Em terceiro lugar, a observação compreensiva da «Crise» permite destacar aspetos que a particularizam. Desde logo, recordar que ela entronca num processo de organização da luta estudantil, aberto em 1961 com a eleição da lista democrática presidida por Carlos Candal, e prolongado até ao 25 de Abril, com «picos» próprios em 1962, 1965, 1969 e 1972-73. De notar também o confronto teórico e prático então travado entre os adeptos de um «movimento associativo», mais corporativo ou reivindicativo, e um «movimento estudantil», cada vez mais politizado. A «Crise de 69» representou, de facto, um momento de viragem entre a preponderância do primeiro e a instalação do segundo, com uma radicalização acentuada a partir de 1971-1972 com o endurecimento do regime, a entrada em cena do tema-tabu da guerra e o encerramento compulsivo pela polícia da Associação Académica.
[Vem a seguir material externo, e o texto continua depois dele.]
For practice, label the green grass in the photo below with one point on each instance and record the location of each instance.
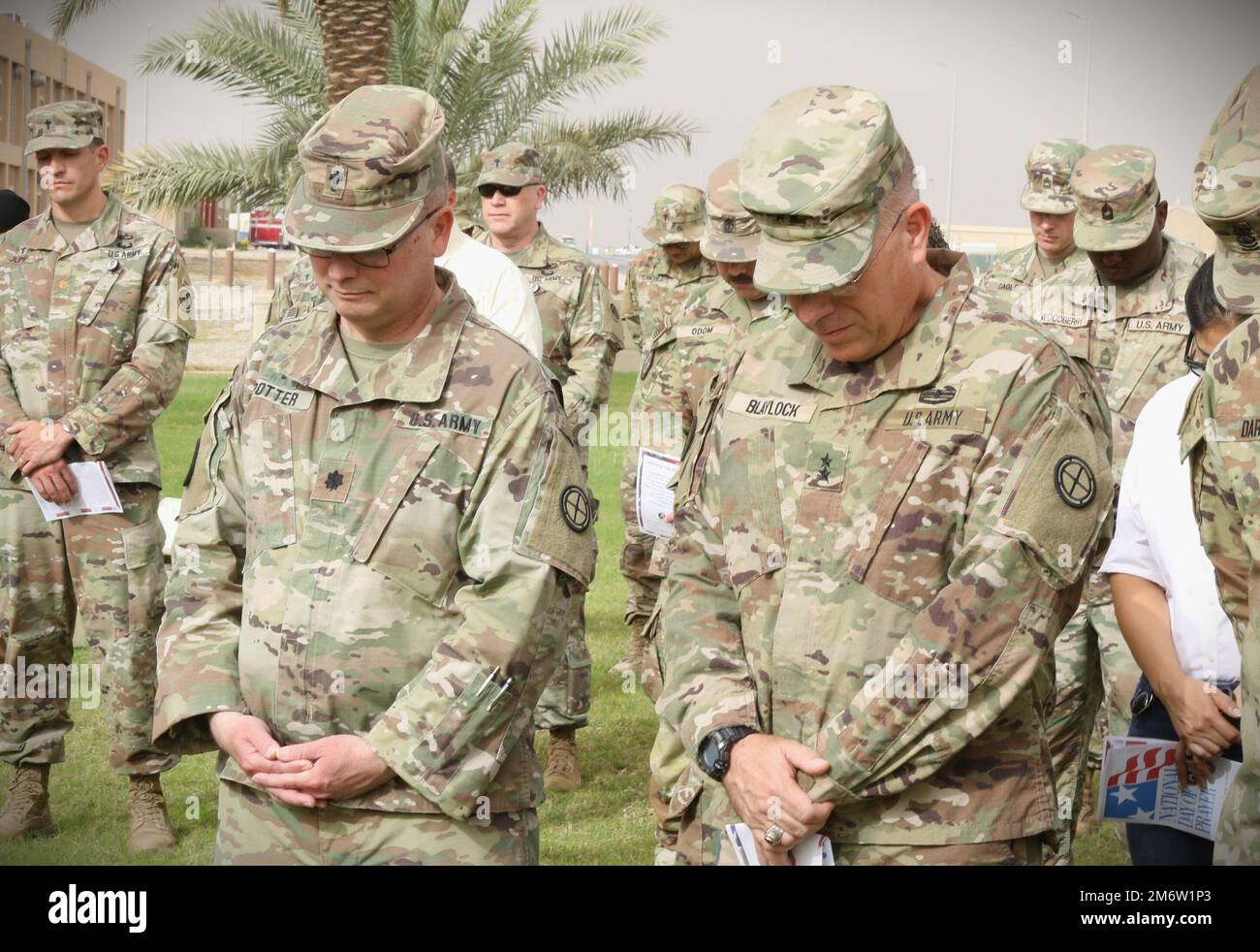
(606, 822)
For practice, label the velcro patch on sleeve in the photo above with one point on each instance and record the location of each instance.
(1061, 497)
(555, 524)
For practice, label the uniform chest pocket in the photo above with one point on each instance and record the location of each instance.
(268, 464)
(752, 523)
(1147, 361)
(411, 533)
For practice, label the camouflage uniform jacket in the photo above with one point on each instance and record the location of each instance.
(1221, 436)
(844, 527)
(1024, 268)
(378, 557)
(581, 332)
(1134, 349)
(705, 339)
(656, 290)
(93, 334)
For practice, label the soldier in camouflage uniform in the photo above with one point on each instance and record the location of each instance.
(581, 338)
(1222, 427)
(383, 524)
(658, 285)
(93, 334)
(295, 293)
(689, 355)
(883, 520)
(1051, 208)
(1121, 314)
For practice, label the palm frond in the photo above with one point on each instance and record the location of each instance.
(495, 79)
(181, 175)
(67, 13)
(246, 53)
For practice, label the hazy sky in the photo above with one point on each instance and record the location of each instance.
(1159, 72)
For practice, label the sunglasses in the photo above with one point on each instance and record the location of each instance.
(377, 257)
(488, 191)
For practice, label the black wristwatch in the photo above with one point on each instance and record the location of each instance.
(714, 754)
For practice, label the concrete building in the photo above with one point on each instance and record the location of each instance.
(33, 72)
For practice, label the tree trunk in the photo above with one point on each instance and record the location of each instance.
(356, 45)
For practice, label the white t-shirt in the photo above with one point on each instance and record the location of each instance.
(1157, 537)
(498, 289)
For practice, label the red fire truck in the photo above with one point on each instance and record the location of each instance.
(265, 230)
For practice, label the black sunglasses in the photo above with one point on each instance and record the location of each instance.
(489, 188)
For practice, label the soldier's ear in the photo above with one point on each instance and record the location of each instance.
(442, 223)
(918, 222)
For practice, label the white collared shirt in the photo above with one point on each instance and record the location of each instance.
(500, 293)
(1157, 537)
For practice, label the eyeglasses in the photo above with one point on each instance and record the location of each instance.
(1196, 367)
(376, 257)
(851, 285)
(489, 188)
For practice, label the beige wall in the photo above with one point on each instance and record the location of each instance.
(59, 75)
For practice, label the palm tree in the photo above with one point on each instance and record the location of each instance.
(494, 79)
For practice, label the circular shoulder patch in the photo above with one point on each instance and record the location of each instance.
(575, 506)
(1075, 482)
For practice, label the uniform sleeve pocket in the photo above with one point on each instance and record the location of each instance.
(410, 533)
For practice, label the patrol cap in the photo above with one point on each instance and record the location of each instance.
(1050, 176)
(677, 217)
(63, 125)
(512, 164)
(366, 167)
(1117, 194)
(1227, 196)
(813, 173)
(730, 232)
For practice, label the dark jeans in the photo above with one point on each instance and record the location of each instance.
(1160, 845)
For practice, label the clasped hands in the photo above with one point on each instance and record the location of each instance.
(763, 787)
(39, 448)
(336, 767)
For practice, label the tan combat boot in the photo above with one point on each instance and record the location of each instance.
(26, 810)
(562, 775)
(633, 661)
(150, 826)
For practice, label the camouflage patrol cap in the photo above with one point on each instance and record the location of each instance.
(677, 217)
(366, 167)
(1117, 194)
(512, 164)
(1050, 176)
(730, 232)
(813, 173)
(63, 125)
(1227, 196)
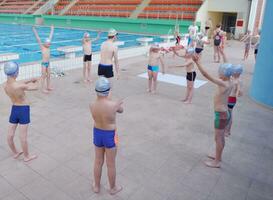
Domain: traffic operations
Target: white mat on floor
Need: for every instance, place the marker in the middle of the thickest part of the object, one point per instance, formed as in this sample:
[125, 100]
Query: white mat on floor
[173, 79]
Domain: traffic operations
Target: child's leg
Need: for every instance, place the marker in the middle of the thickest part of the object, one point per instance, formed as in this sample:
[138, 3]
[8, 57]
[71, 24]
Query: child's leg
[154, 81]
[48, 79]
[111, 170]
[150, 79]
[99, 160]
[11, 133]
[23, 139]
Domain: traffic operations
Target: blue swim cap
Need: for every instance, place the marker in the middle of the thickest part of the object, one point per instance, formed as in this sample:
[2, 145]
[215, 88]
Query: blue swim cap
[102, 86]
[226, 69]
[237, 69]
[11, 68]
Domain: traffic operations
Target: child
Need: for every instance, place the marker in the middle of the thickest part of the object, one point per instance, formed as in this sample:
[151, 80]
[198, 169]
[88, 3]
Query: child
[105, 139]
[191, 74]
[235, 93]
[222, 115]
[20, 112]
[45, 49]
[87, 58]
[247, 40]
[153, 67]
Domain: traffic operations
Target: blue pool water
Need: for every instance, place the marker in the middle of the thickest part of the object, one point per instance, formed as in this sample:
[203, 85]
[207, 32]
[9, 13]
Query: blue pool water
[20, 39]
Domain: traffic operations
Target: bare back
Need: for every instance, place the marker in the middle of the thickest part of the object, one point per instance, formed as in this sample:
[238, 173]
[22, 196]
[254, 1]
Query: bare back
[104, 114]
[221, 97]
[108, 49]
[16, 93]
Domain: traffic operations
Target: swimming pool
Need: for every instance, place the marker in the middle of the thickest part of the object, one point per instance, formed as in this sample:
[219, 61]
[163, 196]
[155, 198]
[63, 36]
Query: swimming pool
[20, 39]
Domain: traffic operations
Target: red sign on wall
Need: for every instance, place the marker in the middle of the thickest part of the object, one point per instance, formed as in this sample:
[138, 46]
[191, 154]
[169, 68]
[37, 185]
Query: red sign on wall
[240, 23]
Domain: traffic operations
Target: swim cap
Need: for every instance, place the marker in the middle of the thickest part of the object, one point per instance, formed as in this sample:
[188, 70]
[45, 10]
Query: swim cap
[190, 50]
[86, 35]
[226, 69]
[47, 41]
[112, 32]
[237, 69]
[102, 86]
[11, 68]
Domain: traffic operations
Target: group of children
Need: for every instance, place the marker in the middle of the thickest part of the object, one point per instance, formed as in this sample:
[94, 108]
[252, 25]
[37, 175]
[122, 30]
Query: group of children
[104, 109]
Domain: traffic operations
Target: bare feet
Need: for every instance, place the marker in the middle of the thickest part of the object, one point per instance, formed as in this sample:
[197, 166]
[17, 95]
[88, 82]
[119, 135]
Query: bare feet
[115, 190]
[30, 158]
[212, 164]
[96, 189]
[17, 155]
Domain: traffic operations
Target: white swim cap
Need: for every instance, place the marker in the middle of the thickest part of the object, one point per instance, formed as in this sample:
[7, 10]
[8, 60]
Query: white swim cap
[226, 69]
[112, 32]
[237, 69]
[11, 68]
[86, 35]
[47, 41]
[102, 86]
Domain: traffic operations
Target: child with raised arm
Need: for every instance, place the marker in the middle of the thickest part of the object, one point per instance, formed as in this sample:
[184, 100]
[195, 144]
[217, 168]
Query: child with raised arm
[155, 57]
[20, 111]
[105, 138]
[87, 57]
[191, 74]
[45, 49]
[235, 93]
[222, 115]
[247, 40]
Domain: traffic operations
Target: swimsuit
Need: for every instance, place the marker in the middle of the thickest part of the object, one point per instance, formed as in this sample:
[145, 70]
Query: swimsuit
[105, 138]
[153, 68]
[191, 76]
[231, 102]
[221, 119]
[20, 115]
[87, 58]
[105, 70]
[45, 64]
Foi devido a esta que em Coimbra a luta estudantil se centrou então ainda mais nas faculdades e na atividade clandestina, com larga influência da União dos Estudantes Comunistas, criada em março de 1972, e de uma extrema-esquerda hiperativa e em crescimento, apoiada sobretudo em organizações maoistas e trotskistas. Neste contexto, aliás, a repressão estudantil foi muito agravada, tornando-se frequente a prisão, a tortura, o julgamento sumário e o envio para a guerra de grande número de ativistas. Elementar ainda para a evolução do movimento foi a presença e o ativismo das mulheres: muito acontecera desde a época da polémica «Carta a uma jovem portuguesa», publicada em 1961, onde se sugeria a simples possibilidade de uma vida associativa para as raparigas, até chegar à centralidade de muitas delas, embora ainda não ao protagonismo, nas vésperas do 25 de Abril. Neste campo, a «Crise» foi importante momento de mudança.
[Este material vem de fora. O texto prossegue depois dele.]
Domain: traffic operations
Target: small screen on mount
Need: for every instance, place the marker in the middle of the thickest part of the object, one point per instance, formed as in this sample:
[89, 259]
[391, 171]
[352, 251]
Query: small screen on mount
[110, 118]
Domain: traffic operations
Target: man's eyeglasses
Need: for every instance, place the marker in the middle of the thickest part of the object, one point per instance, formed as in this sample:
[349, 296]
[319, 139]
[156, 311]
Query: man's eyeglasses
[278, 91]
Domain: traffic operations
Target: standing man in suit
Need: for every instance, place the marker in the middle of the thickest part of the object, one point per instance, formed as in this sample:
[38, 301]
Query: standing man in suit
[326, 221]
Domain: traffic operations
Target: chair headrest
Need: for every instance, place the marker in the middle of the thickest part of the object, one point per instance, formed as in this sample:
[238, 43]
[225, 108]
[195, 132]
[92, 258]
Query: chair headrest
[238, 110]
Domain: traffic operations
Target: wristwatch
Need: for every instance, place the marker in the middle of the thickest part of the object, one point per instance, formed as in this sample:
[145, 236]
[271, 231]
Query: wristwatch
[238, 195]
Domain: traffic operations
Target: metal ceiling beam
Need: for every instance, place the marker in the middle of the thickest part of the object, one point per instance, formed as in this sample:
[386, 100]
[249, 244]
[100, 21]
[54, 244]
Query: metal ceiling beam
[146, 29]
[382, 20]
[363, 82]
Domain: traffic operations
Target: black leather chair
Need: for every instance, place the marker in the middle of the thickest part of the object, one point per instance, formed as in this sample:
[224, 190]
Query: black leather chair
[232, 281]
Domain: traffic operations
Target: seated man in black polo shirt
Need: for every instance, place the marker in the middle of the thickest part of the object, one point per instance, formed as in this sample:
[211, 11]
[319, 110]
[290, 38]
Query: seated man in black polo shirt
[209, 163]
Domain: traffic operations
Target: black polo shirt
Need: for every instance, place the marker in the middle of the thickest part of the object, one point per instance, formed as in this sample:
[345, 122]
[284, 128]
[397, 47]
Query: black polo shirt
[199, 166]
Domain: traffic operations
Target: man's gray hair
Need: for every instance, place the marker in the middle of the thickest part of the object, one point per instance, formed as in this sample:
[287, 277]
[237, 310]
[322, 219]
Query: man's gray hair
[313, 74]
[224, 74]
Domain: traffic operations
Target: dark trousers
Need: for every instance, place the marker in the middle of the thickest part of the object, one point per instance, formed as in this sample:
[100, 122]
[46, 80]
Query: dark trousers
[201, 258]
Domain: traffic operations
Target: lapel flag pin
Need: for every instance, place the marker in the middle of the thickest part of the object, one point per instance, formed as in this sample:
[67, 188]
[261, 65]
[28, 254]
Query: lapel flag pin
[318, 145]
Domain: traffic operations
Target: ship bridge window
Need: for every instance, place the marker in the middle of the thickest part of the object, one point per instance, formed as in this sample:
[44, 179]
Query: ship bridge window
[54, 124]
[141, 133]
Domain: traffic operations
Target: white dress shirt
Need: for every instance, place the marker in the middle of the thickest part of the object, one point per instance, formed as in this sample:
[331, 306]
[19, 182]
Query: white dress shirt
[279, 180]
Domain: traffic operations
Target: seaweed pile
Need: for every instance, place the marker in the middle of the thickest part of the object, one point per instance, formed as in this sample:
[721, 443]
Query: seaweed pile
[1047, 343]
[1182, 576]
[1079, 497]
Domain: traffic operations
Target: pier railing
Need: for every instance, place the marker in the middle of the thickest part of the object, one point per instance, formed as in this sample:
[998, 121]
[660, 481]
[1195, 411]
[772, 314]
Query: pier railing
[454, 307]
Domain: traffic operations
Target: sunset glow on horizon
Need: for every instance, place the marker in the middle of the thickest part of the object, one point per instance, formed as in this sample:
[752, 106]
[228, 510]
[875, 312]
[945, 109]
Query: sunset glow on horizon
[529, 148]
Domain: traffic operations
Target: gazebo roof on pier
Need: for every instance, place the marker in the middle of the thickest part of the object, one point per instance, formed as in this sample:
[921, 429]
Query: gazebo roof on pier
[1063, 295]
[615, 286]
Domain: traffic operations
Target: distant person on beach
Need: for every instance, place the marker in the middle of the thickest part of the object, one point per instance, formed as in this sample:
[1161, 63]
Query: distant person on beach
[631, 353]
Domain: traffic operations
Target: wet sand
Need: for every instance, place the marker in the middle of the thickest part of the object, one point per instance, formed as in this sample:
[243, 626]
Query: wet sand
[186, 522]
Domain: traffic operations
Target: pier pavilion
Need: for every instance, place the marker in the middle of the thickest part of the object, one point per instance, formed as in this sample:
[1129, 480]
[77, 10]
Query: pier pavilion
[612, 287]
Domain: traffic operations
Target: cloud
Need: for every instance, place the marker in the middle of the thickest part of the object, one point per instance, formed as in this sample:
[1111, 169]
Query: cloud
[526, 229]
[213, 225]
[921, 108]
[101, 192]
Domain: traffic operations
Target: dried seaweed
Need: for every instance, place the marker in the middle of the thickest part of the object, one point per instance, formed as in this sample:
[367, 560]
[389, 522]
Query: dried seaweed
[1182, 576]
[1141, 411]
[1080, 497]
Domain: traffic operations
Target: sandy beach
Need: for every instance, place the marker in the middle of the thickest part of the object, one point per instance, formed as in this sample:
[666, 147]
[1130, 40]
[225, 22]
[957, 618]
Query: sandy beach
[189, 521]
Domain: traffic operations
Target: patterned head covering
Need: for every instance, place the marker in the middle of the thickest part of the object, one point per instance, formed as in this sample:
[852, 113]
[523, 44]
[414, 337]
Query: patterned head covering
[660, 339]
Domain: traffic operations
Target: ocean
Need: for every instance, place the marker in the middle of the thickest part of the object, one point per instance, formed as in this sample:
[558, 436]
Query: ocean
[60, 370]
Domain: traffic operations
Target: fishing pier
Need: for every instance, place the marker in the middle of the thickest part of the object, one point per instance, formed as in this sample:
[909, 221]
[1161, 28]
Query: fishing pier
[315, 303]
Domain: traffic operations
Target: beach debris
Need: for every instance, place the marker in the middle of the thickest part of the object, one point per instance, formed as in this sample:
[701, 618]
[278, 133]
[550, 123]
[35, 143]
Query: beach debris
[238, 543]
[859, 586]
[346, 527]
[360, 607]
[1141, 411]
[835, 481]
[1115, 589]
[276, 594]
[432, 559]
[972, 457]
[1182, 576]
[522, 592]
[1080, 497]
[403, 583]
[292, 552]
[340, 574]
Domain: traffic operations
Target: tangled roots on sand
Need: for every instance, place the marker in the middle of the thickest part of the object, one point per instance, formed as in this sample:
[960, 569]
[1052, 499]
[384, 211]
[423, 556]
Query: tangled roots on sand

O movimento de 1969 representou, pois, um tempo de viragem na luta estudantil. E um espaço de enorme importância e de ousadia no combate pelo fim da ditadura, tendo abalado o regime caduco do Estado Novo e servido de exemplo para o país. Serviu ainda como uma importante escola de democracia para muitos jovens ativistas, cidadãos e cidadãs, que nas suas peripécias ganharam, para além de uma maior consciência oposicionista, a experiência do jogo democrático. Materializada no comprometimento cívico e político, partidário ou não, que tiveram no pós-25 de Abril.
Rui Bebiano
Imagem: Eleições na AAC em Fevereiro de 1969 em fotografia de Carlos Valente (Arq. CD25A)Publicado no Diário As Beiras de 19/4/2019. Versão ligeiramente revista.